Esse fato o fez catalogar padrões e agrupá-los de modo que pudessem ser compreendidos e estudados a fim de provar que o ser humano tem em seu interior um esquema composto por ícones que são códigos universais de expressão. Esses códigos não são para a comunicação direta e sim para a expressão de um reconhecimento, no sentido de que o homem, quando criança, percebe que é capaz de fazer determinadas formas e que essas podem ser identificadas também na natureza. A esse conjunto de códigos, Arno deu o nome de Formulação.

aspas-abertura-brancas

O desenho, segundo Stern, é fruto de uma série de traços que respeitam leis e princípios inerentes à espécie humana, ou seja, a Formulação é que dita as regras de desenvolvimento desse traçar.

aspas-fechamento-brancas

A Semiologia da Expressão é uma ciência também criada por Stern para estudar esse fenômeno, cujo desenvolvimento acontece em três fases distintas, porém “rizomáticas” e de certa forma “fractais”. Iniciam, por exemplo, com um embrião enrolado na “garatuja” e desenrolam-se até o surgimento da figura redonda. Na figura redonda está contida a garatuja, porém ela não pode ser mais vista, mas para quem conhece a Formulação e suas características, a figura redonda, conhecida como “bolinha”, é uma conquista feita por meio do exercício repetitivo advindo da garatuja. E dessa figura redonda virá mais uma série de outros traços conquistados por essa constante execução, provindas de uma necessidade incontrolável da criança de traçar e marcar.
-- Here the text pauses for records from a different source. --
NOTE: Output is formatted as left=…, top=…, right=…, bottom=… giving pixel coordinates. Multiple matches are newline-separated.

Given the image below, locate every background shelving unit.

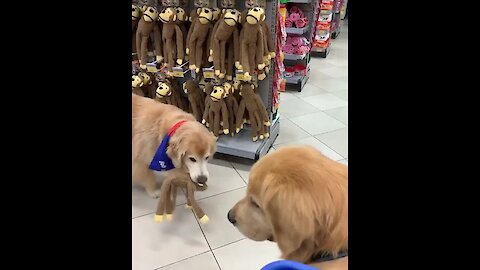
left=331, top=0, right=344, bottom=39
left=282, top=0, right=317, bottom=92
left=133, top=0, right=280, bottom=161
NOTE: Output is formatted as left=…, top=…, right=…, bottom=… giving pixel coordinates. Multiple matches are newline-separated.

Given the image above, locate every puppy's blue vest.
left=149, top=120, right=187, bottom=171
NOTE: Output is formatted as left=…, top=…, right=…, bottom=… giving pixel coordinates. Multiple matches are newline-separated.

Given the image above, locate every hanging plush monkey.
left=211, top=9, right=240, bottom=79
left=235, top=83, right=271, bottom=141
left=132, top=75, right=144, bottom=96
left=223, top=82, right=239, bottom=137
left=202, top=85, right=229, bottom=136
left=186, top=8, right=213, bottom=73
left=183, top=79, right=205, bottom=122
left=132, top=5, right=141, bottom=55
left=138, top=72, right=157, bottom=98
left=175, top=7, right=189, bottom=55
left=238, top=8, right=266, bottom=81
left=136, top=6, right=163, bottom=69
left=159, top=7, right=184, bottom=73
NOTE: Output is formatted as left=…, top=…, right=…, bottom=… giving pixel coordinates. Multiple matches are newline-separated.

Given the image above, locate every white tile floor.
left=132, top=21, right=348, bottom=270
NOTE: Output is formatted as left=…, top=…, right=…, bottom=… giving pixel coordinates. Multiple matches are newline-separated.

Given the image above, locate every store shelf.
left=284, top=53, right=307, bottom=60
left=286, top=74, right=303, bottom=84
left=216, top=120, right=280, bottom=160
left=286, top=26, right=309, bottom=35
left=288, top=0, right=311, bottom=3
left=285, top=69, right=310, bottom=92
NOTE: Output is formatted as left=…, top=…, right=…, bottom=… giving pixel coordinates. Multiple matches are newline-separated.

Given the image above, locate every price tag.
left=147, top=62, right=158, bottom=72
left=172, top=67, right=184, bottom=77
left=203, top=67, right=215, bottom=79
left=236, top=70, right=246, bottom=81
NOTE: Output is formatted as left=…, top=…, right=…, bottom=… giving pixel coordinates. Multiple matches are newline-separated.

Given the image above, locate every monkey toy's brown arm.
left=253, top=94, right=271, bottom=125
left=240, top=30, right=250, bottom=73
left=235, top=99, right=246, bottom=132
left=188, top=96, right=201, bottom=121
left=155, top=176, right=174, bottom=222
left=209, top=19, right=222, bottom=57
left=174, top=25, right=185, bottom=61
left=186, top=179, right=208, bottom=223
left=220, top=101, right=229, bottom=133
left=153, top=24, right=163, bottom=61
left=255, top=28, right=265, bottom=68
left=233, top=28, right=240, bottom=64
left=202, top=99, right=211, bottom=123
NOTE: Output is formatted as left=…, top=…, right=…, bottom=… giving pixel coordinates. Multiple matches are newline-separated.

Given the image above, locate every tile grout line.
left=230, top=161, right=249, bottom=185
left=192, top=210, right=223, bottom=270
left=154, top=250, right=212, bottom=270
left=211, top=237, right=246, bottom=251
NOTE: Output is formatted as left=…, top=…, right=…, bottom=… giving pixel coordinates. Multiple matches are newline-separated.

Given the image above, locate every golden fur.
left=132, top=94, right=217, bottom=197
left=228, top=146, right=348, bottom=270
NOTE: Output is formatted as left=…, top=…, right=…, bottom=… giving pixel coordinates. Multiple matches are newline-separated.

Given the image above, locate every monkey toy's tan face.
left=246, top=7, right=264, bottom=24
left=156, top=83, right=172, bottom=97
left=233, top=78, right=240, bottom=90
left=223, top=82, right=233, bottom=96
left=198, top=8, right=213, bottom=24
left=138, top=72, right=152, bottom=85
left=132, top=75, right=143, bottom=88
left=175, top=7, right=188, bottom=22
left=143, top=6, right=159, bottom=22
left=223, top=9, right=239, bottom=26
left=132, top=5, right=141, bottom=21
left=212, top=8, right=221, bottom=21
left=210, top=86, right=226, bottom=101
left=159, top=7, right=176, bottom=23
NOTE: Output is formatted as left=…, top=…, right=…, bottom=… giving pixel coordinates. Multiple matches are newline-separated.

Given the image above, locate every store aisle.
left=132, top=21, right=348, bottom=270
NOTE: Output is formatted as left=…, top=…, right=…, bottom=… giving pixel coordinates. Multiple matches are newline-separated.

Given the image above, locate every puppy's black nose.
left=227, top=210, right=236, bottom=224
left=197, top=175, right=208, bottom=184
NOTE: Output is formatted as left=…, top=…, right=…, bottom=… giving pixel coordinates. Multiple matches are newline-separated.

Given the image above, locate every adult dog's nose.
left=197, top=175, right=208, bottom=184
left=227, top=210, right=236, bottom=224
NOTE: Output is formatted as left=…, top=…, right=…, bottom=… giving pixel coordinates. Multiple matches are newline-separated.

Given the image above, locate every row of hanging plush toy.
left=132, top=71, right=270, bottom=141
left=132, top=1, right=276, bottom=81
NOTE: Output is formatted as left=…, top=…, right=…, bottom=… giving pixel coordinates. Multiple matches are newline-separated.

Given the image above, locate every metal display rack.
left=282, top=0, right=317, bottom=92
left=331, top=0, right=344, bottom=39
left=311, top=0, right=333, bottom=58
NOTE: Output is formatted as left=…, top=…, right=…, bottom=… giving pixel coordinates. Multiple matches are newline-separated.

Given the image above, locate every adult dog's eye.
left=205, top=156, right=210, bottom=160
left=189, top=157, right=197, bottom=162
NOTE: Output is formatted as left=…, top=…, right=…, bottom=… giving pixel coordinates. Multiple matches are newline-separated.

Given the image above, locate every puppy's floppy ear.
left=166, top=133, right=186, bottom=168
left=260, top=173, right=327, bottom=263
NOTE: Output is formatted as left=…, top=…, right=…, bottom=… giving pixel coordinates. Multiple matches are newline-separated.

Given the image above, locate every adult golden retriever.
left=228, top=146, right=348, bottom=270
left=132, top=94, right=217, bottom=198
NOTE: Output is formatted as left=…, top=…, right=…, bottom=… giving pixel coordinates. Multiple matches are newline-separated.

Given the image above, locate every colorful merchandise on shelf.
left=312, top=0, right=333, bottom=51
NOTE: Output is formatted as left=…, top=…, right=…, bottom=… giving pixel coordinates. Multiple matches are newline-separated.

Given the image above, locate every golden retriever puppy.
left=228, top=146, right=348, bottom=270
left=132, top=94, right=217, bottom=198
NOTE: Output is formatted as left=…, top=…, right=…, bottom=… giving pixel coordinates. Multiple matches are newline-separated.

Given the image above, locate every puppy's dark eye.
left=251, top=198, right=260, bottom=208
left=205, top=156, right=210, bottom=160
left=189, top=157, right=197, bottom=162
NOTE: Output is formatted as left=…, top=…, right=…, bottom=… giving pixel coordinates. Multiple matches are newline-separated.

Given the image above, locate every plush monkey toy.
left=223, top=82, right=239, bottom=137
left=132, top=5, right=141, bottom=55
left=138, top=72, right=157, bottom=98
left=136, top=6, right=163, bottom=69
left=202, top=85, right=229, bottom=136
left=175, top=7, right=189, bottom=54
left=238, top=8, right=266, bottom=81
left=155, top=80, right=188, bottom=110
left=155, top=168, right=209, bottom=224
left=186, top=8, right=213, bottom=73
left=235, top=83, right=271, bottom=141
left=183, top=79, right=205, bottom=122
left=211, top=9, right=240, bottom=79
left=159, top=7, right=184, bottom=73
left=132, top=75, right=144, bottom=96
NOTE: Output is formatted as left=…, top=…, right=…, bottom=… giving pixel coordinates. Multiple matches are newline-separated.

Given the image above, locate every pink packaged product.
left=287, top=5, right=309, bottom=29
left=283, top=36, right=310, bottom=55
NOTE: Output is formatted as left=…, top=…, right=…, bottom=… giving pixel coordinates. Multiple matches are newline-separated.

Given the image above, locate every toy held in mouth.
left=155, top=168, right=209, bottom=224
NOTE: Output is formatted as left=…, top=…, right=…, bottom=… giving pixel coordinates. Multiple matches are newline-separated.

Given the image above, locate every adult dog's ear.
left=166, top=133, right=186, bottom=168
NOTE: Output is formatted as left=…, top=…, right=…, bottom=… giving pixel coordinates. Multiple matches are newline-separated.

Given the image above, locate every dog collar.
left=312, top=250, right=348, bottom=263
left=148, top=120, right=188, bottom=171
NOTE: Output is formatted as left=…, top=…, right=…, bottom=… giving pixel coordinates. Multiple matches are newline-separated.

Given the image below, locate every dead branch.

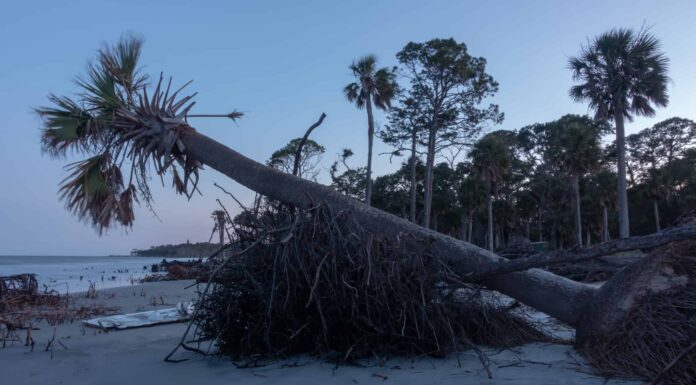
left=470, top=225, right=696, bottom=280
left=293, top=113, right=326, bottom=177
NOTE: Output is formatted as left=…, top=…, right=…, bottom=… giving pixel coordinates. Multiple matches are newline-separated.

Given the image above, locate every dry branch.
left=293, top=112, right=326, bottom=177
left=469, top=225, right=696, bottom=280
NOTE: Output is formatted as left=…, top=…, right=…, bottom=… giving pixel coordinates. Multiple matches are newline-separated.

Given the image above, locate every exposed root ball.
left=579, top=241, right=696, bottom=385
left=195, top=205, right=550, bottom=361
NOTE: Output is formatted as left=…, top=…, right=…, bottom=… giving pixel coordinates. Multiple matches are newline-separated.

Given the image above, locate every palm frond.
left=568, top=27, right=669, bottom=120
left=38, top=36, right=241, bottom=233
left=37, top=95, right=103, bottom=156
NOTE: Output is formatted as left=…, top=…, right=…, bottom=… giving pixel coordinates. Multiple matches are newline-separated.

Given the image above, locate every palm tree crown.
left=36, top=35, right=240, bottom=233
left=343, top=55, right=398, bottom=110
left=470, top=135, right=509, bottom=185
left=568, top=28, right=669, bottom=121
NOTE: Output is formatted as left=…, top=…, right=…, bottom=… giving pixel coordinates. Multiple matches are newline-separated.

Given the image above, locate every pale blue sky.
left=1, top=0, right=694, bottom=255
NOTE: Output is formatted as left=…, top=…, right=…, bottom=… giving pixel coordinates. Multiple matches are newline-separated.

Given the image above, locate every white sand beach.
left=0, top=280, right=645, bottom=385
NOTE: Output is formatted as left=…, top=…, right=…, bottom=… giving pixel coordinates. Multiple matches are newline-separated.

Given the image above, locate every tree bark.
left=468, top=211, right=473, bottom=243
left=614, top=110, right=630, bottom=238
left=180, top=130, right=595, bottom=326
left=653, top=199, right=661, bottom=233
left=602, top=205, right=609, bottom=243
left=572, top=175, right=583, bottom=246
left=423, top=127, right=436, bottom=228
left=471, top=224, right=696, bottom=279
left=459, top=211, right=467, bottom=240
left=409, top=129, right=418, bottom=223
left=218, top=217, right=225, bottom=246
left=486, top=181, right=494, bottom=252
left=538, top=204, right=543, bottom=242
left=365, top=94, right=375, bottom=206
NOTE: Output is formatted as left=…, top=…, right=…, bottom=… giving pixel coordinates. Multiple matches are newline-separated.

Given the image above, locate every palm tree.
left=645, top=168, right=670, bottom=232
left=39, top=35, right=610, bottom=329
left=569, top=28, right=669, bottom=238
left=470, top=135, right=509, bottom=252
left=589, top=170, right=618, bottom=243
left=344, top=55, right=398, bottom=206
left=546, top=116, right=603, bottom=246
left=211, top=210, right=227, bottom=246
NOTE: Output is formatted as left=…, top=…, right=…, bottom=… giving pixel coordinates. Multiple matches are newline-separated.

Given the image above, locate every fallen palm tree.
left=37, top=36, right=696, bottom=384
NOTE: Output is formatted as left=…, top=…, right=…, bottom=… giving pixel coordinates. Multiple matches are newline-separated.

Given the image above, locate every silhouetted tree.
left=344, top=55, right=398, bottom=206
left=569, top=28, right=669, bottom=238
left=397, top=38, right=502, bottom=228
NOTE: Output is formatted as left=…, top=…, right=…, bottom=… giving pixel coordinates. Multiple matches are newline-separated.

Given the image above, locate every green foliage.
left=396, top=38, right=503, bottom=146
left=267, top=138, right=325, bottom=180
left=330, top=149, right=367, bottom=201
left=132, top=242, right=218, bottom=257
left=344, top=55, right=398, bottom=111
left=569, top=28, right=669, bottom=121
left=469, top=133, right=509, bottom=185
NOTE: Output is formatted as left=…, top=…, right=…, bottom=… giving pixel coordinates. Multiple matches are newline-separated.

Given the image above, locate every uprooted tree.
left=37, top=36, right=696, bottom=384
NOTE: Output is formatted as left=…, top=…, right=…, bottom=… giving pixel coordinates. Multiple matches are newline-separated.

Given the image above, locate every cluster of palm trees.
left=341, top=28, right=680, bottom=250
left=35, top=28, right=690, bottom=255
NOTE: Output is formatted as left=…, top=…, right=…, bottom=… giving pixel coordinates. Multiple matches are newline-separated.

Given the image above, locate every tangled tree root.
left=578, top=241, right=696, bottom=385
left=192, top=205, right=552, bottom=363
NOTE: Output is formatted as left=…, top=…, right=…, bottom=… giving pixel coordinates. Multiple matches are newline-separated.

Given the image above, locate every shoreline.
left=0, top=280, right=645, bottom=385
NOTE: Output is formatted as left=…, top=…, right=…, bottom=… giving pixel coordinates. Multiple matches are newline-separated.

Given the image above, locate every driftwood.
left=1, top=273, right=119, bottom=343
left=469, top=225, right=696, bottom=280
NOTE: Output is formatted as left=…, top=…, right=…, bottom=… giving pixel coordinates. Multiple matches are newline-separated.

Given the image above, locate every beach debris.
left=141, top=260, right=207, bottom=282
left=1, top=273, right=119, bottom=346
left=577, top=240, right=696, bottom=385
left=172, top=204, right=552, bottom=369
left=82, top=302, right=195, bottom=330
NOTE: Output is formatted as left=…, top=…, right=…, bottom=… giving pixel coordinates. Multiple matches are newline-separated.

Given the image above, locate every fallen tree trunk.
left=181, top=130, right=596, bottom=327
left=470, top=225, right=696, bottom=280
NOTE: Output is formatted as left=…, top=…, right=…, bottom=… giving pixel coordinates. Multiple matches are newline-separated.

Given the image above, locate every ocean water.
left=0, top=255, right=194, bottom=294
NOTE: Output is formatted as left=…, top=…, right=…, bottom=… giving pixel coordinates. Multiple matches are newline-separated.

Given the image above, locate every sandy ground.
left=0, top=281, right=645, bottom=385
A Formulação tem 3 fases que não estão relacionadas com idade, gênero ou cultura, e sim com a necessidade e a maturidade neurológica e física do indivíduo

Figuras Primárias

Não há intenção de representação. A criança está conhecendo seu potencial e executa várias e várias vezes os mesmos traços. Tudo inicia com o giruli. 

Objetos-Imagem

Realização do que se vê no mundo. É o reconhecimento das possibilidades do traço e os primeiros traçados.

Figuras Essenciais

É o movimento e traçado sem representação, apenas a necessidade de fazer o traço de acordo com o movimento. Desenhos oníricos aparecem e mesclam todos os traçados preenchendo o espaço com cores e formas.